A business model and goals
Revenue targets and constraints
Employees (agents) with roles and responsibilities
Real operational needs that require using other companies’ products

┌─────────────────┐         ┌─────────────────┐
│ Virtual Co. A    │         │ Virtual Co. B    │
│ (E-commerce)     │         │ (SaaS Analytics) │
│                  │ uses    │                  │
│ Needs analytics ─┼────────►│ Provides dashb.  │
│ to track sales   │         │ and reports      │
│                  │◄────────┼─ Needs customers │
│ Is a customer    │  uses   │ to demo product  │
└─────────────────┘         └─────────────────┘
         │                           │
         │ uses                      │ uses
         ▼                           ▼
┌─────────────────┐         ┌─────────────────┐
│ Virtual Co. C    │         │ Your App         │
│ (Marketing Agency│         │ (under test)     │
│                  │ uses    │                  │
│ Runs campaigns  ─┼────────►│ The product you  │
│ for A and B      │         │ are benchmarking │
└─────────────────┘         └─────────────────┘

Why this works:

Agents have purpose. They’re not running test scripts — they’re trying to hit quarterly targets, onboard new clients, solve operational problems. The app usage is a means to an end, not the end itself.
Emergent behavior. When Company A’s sales spike, Company B’s analytics dashboard gets hammered. When Company C runs a campaign, your app gets a burst of sign-ups. You didn’t script these scenarios — they emerged from the simulation.
Realistic failure modes. An agent trying to close a deal before end-of-quarter will push your app’s edge cases in ways a scripted test never would.
Cross-product interaction. Your app doesn’t exist in a vacuum. Virtual companies use multiple products together, exposing integration issues and workflow gaps.
The benchmark writes itself. Instead of hand-crafting test scenarios, you define company goals and let the agents figure out how to achieve them. New test coverage emerges automatically as companies evolve.

The Autoresearch Loop, Applied

Setup (fixed, like prepare.py):
  - Virtual company definitions (business model, goals, constraints)
  - Agent roles and responsibilities
  - Inter-company relationships
  - Scoring: did companies achieve their goals? How efficiently?

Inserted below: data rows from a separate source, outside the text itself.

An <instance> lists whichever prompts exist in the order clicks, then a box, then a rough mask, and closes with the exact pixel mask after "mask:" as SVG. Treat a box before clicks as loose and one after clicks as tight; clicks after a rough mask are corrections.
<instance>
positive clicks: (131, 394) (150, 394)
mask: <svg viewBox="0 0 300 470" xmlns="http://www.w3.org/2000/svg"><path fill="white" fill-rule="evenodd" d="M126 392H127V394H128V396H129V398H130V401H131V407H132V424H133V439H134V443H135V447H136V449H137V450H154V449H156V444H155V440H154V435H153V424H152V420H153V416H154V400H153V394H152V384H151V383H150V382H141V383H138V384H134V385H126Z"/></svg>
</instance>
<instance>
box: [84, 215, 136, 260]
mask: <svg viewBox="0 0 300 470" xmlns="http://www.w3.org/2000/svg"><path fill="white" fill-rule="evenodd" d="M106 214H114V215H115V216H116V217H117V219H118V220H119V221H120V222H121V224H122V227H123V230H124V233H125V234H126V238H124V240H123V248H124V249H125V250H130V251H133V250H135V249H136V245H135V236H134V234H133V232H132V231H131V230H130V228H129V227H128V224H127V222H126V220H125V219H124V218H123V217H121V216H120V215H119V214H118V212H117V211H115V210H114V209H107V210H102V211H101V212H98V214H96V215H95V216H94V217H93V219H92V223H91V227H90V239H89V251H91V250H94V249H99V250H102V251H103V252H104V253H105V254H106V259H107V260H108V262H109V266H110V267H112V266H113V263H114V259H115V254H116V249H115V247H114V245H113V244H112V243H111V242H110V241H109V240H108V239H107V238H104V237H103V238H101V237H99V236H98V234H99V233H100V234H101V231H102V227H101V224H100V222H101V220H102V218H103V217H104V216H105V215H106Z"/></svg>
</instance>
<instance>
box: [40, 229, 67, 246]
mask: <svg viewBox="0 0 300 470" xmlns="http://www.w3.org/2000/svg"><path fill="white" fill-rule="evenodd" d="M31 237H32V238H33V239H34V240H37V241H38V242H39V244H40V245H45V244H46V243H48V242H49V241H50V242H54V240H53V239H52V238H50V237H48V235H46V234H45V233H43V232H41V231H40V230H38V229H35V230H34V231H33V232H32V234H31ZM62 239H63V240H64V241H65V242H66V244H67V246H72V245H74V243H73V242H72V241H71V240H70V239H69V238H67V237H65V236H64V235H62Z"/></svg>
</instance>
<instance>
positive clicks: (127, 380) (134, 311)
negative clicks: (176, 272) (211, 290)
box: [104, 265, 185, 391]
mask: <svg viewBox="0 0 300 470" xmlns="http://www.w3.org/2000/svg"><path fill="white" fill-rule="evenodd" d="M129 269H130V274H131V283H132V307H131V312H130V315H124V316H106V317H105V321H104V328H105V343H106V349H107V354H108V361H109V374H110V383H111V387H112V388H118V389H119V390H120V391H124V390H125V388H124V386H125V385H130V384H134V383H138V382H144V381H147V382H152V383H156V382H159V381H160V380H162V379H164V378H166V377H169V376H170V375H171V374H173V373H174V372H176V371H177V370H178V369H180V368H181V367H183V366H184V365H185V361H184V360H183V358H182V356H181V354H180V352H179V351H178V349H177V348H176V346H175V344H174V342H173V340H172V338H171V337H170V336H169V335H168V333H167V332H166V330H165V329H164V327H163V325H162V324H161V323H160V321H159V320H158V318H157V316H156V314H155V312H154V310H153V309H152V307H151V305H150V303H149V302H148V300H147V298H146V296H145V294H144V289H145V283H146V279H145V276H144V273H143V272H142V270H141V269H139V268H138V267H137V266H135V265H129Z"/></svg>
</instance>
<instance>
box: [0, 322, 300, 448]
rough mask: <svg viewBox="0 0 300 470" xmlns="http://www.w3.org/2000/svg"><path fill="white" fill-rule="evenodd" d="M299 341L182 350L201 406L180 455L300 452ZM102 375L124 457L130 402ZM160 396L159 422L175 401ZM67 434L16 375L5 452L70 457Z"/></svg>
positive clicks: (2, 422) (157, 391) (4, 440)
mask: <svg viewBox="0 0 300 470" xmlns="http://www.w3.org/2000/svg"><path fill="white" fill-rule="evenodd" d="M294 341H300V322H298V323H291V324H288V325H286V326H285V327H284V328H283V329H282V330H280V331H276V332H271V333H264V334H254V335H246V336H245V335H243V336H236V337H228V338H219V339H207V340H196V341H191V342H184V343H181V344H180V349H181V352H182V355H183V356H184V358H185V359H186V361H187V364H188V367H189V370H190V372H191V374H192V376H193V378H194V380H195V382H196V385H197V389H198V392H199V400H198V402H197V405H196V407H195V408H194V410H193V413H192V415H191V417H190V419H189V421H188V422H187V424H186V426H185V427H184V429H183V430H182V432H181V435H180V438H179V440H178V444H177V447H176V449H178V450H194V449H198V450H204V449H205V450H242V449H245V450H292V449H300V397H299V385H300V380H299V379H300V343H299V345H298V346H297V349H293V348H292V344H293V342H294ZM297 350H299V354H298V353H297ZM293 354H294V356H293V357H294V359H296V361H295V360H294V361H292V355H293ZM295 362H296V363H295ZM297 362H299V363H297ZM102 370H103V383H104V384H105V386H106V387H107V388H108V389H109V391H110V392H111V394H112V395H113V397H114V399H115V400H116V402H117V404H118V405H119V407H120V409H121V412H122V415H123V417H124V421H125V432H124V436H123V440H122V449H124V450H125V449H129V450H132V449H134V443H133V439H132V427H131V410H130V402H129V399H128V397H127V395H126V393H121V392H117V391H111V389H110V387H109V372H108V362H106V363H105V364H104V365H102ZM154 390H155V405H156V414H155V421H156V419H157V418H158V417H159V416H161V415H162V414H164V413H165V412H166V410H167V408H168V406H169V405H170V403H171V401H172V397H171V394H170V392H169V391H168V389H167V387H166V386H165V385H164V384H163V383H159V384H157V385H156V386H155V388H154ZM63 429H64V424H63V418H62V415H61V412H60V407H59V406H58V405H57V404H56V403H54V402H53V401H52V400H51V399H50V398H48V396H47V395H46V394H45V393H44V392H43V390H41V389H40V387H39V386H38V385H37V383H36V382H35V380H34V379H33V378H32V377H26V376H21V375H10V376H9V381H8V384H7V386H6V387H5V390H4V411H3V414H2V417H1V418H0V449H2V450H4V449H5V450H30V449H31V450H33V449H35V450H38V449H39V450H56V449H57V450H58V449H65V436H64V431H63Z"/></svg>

Sandbox (modified each iteration, like train.py):
  - Your app's code

Loop (like program.md):
  1. Agent modifies the app
  2. Virtual companies run for a simulated period
  3. Measure: goal completion rate, task success, error rate, time-to-completion
  4. Keep or discard the change
  5. Repeat

The metric isn’t val_bpb. It’s “did the virtual companies accomplish their goals using your product?” Lower friction, higher success rate, fewer errors = better product.

Key Limitation

Same as LLM labs: synthetic can diverge from reality. Virtual companies might develop usage patterns that real businesses never would. Periodic calibration against real user data is essential — use real usage to tune the simulation, not replace it.

Summary

Layer	What It Provides
Autoresearch pattern	The loop: change → measure → keep/discard
Synthetic benchmarks	Speed: seconds instead of days
Virtual companies	Purpose: agents with real goals, not scripts
Cross-company simulation	Emergence: unknown unknowns surface organically
Calibration against real	Accuracy: keeps synthetics honest

The new software development cycle: Build for agents → simulate virtual companies → benchmark → iterate at machine speed → then ship to humans.